İklim Değişikliği ve Hava Kirliliği Çocukların Ruh Sağlığını Tehdit Ediyor
İRİZ ÖZBAKIR - Stanford Üniversitesi Dr. Öğretim Görevlisi ve sinirbilimci Burçin İkiz, iklim değişikliği ve hava kirliliğinin çocukluk çağından itibaren ruh sağlığı üzerinde derin etkiler bıraktığını vurguladı. Dünya Ruh Sağlığı Federasyonu'nun 1992'de aldığı kararla 10 Ekim'in Dünya Ruh Sağlığı Günü ilan edildiğini hatırlatan İkiz, çevresel faktörlerin ruh sağlığındaki rolüne dikkat çekti.
İklim krizi beyin ve ruh sağlığını nasıl etkiliyor?
İklim değişikliğinin ruh sağlığını çok yönlü etkileyen küresel bir tehdit olduğunu belirten İkiz, insanların beyninin ekstrem hava sıcaklıklarını stres unsuru olarak algıladığını ifade etti. İkiz, "Özellikle gece, sıcak havalarda çok fazla uyuyamayız. Bu uyku eksikliği de duygularımızı kontrol etme yetimizi biraz düşürür" dedi. Ayrıca, "eğer kişi şizofren veya bipolarsa sıcak havalarda bu hastalıklar için alınan ilaçlar çok iyi çalışmamaya başlıyor" uyarısında bulundu ve bunun psikoz gibi tablolara yol açabileceğini aktardı.
İkiz, sıcak havalarda intihar ve depresyon olaylarının arttığını, agresyon ve suç oranlarının yükseldiğini belirtti.
Su, gıda güvensizliği ve erken beyin gelişimi
Ekstrem hava olaylarının su ve gıda güvensizliğine neden olduğunu söyleyen İkiz, "Kuraklık ve havadaki değişiklikler su ve gıda güvensizliğine neden oluyor. Bazen yediğimiz gıdaların bile kalitesi düşüyor" değerlendirmesini yaptı. İkiz, düşük gıda kalitesinin küçük çocuklarda özellikle ilk 1000 gün içindeki beyin gelişimini olumsuz etkileyebileceğini, davranış bozuklukları ve ruhsal sorunların ortaya çıkabildiğini vurguladı.

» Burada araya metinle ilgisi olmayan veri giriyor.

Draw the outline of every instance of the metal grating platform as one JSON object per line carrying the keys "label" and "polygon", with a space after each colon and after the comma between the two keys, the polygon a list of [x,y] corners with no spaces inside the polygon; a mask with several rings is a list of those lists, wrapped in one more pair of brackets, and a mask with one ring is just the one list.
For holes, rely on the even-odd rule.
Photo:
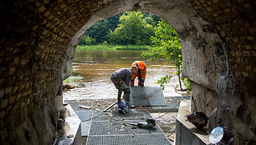
{"label": "metal grating platform", "polygon": [[87,145],[168,145],[163,134],[136,134],[119,136],[89,136]]}
{"label": "metal grating platform", "polygon": [[[171,145],[158,124],[153,128],[135,128],[137,123],[151,118],[148,112],[131,110],[127,114],[94,112],[87,145]],[[127,126],[123,123],[127,123]]]}

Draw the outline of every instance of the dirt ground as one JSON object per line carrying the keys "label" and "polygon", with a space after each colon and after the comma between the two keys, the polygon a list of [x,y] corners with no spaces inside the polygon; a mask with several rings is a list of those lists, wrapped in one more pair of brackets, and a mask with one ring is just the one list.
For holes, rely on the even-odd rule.
{"label": "dirt ground", "polygon": [[[171,98],[165,98],[166,103],[171,103]],[[84,110],[84,108],[79,108],[79,106],[85,106],[90,108],[92,110],[101,110],[103,111],[110,104],[115,102],[116,99],[87,99],[87,100],[68,100],[68,102],[74,111]],[[115,105],[110,110],[114,111],[117,108]],[[144,108],[136,108],[136,109],[144,109]],[[169,138],[172,143],[173,143],[175,138],[175,125],[176,117],[177,112],[154,112],[151,113],[151,117],[157,121],[157,123]]]}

Hava kirliliğinin hamileler ve bebekler üzerindeki etkileri
İkiz, Dünya Sağlık Örgütü ve çeşitli üniversitelerle işbirliği içinde iklim kaynaklı sağlık sorunlarına çözüm arayan bir yapıda çalıştıklarını, bunun 45 ülkeden 250 bilim insanı, doktor ve politikacının yer aldığı bir global nöroiklim çalışma grubu olduğunu belirtti. Hava kirliliğinin depresyon ve anksiyeteyi kötüleştirebildiğini, ayrıca intihar oranlarıyla güçlü bir ilişki bulunduğunu aktardı. İkiz, Çin'de yapılan bir çalışmayı örnek vererek, hava temizlendiğinde intihar oranlarının düştüğünü söyledi.
Hamile döneminde hava kirliliğine maruz kalan bebeklerin genellikle erken doğum ile dünyaya geldiklerini, doğduktan sonra daha yavaş gelişim gösterdiklerini ve ilkokul çağında dikkat bozukluğu ve otizm gibi sorunların daha sık görüldüğünü belirtti. Anne karnında hava kirliliğine maruz kalmış çocukların gençlik döneminde depresyon ve anksiyeteye daha yatkın olduğu ifade edildi.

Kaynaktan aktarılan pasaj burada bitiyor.